Persiapan Menjelang Perkawinan
Seminggu menjelang akad nikah, masyarakat aceh secara bergotong royong akan mempersiapkan acara pesta perkawinan. Mereka memulainya dengan membuat tenda serta membawa berbagai perlengkapan atau peralatan yang nantinya dipakai pada saat upacara perkawinan. Adapun calon pengantin wanita sebelumnya akan menjalani ritual perawatan tubuh dan wajah serta melakukan tradisi pingitan. Selam masa persiapan ini pula, sang gadis akan dibimbing mengenai cara hidup berumah tangga serta diingatkan agar tekun mengaji.
Selain itu akan dialksanakan tradisi potong gigi (disebut gohgigu) yang bertujuan untuk meratakan gigi dengancara dikikir. Agar gigi sang calon pengantin terlihat kuat akan digunakan tempurung batok kelapa yang dibakar lalu cairan hitam yang keluar dari batok tersebut ditempelkan pada bagian gigi. Setelah itu calon pengantin melanjutkan dengan perawatan luluran dan mandi uap.
Selain tradisi merawat tubuh, calon pengantin wanita akan melakukan upacara kruet andam yaitu mengerit anak rambut atau bulu-bulu halus yang tumbuh agar tampak lebih bersih lalu dilanjutkan dengan pemakaian daun pacar (disebut bohgaca) yang akan menghiasi kedua tangan calon pengantin.

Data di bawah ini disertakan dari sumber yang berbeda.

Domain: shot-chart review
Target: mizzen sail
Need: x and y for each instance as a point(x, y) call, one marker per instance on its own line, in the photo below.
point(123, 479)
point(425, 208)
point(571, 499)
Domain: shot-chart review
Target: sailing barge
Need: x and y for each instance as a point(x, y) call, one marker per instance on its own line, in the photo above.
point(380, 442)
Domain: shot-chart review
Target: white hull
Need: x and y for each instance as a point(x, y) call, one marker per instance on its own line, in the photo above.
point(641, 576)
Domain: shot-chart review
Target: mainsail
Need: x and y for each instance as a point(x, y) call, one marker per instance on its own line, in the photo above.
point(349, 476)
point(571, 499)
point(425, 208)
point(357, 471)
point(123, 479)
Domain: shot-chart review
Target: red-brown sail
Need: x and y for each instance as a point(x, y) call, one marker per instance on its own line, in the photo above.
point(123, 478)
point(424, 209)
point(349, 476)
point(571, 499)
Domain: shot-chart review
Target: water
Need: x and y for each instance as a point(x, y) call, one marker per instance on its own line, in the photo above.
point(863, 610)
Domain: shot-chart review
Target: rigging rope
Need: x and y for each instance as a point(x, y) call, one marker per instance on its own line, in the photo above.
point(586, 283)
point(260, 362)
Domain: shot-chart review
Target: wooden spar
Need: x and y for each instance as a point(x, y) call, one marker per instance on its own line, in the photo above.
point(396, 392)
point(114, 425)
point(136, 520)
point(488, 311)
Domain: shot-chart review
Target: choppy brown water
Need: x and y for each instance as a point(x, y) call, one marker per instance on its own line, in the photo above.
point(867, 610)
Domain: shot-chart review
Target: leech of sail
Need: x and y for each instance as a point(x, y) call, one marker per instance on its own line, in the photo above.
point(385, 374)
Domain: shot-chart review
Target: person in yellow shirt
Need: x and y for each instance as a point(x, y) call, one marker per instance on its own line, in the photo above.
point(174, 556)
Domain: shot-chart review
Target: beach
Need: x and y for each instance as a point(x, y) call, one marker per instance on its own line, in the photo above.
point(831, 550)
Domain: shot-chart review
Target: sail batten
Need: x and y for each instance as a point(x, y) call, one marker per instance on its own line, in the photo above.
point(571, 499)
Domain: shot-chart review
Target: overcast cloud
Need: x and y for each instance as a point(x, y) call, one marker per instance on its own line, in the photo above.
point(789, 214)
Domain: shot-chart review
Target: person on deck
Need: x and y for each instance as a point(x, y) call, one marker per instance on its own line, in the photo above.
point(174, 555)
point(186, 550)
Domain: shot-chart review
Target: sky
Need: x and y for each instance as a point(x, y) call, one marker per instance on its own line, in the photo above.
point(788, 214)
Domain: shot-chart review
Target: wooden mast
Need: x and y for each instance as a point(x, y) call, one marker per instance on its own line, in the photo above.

Daun pacar ini akan dipakaikan beberapa kali sampai menghasilkan warna merah yang terlihat alami.
Setelah itu, acara dilanjutkan dengan mengadakan pengajian dan khataman AlQuran oleh calon pengantin wanita yang selanjutnya disebut calon dara baro (CBD).Sesudahnya, dengan pakaian khusus, CBD mempersiapkan dirinya untuk melakukan acara siraman (disebut seumano pucok) dan didudukan pad asebuah tikaduk meukasap.
Dalam acara ini akan terlihat beberapa orang ibu akan mengelilingi CBD sambil menari-nari dan membawa syair yang bertujuan untuk memberikan nasihat kepada CBD. Pada saat upacara siraman berlangsung, CBD akan langsung disambut lalu dipangku oleh nye’wanya atau saudara perempuan dari pihak orang tuanya. Kemudian satu persatu anggota keluarga yang dituakan akan memberikan air siraman yang telah diberikan beberapa jenis bunga-bungaan tertentu dan ditempatkan pada meundam atau wadah yang telah dilapisi dengan kain warna berbeda-beda yang disesuaikan dengan silsilah keluarga.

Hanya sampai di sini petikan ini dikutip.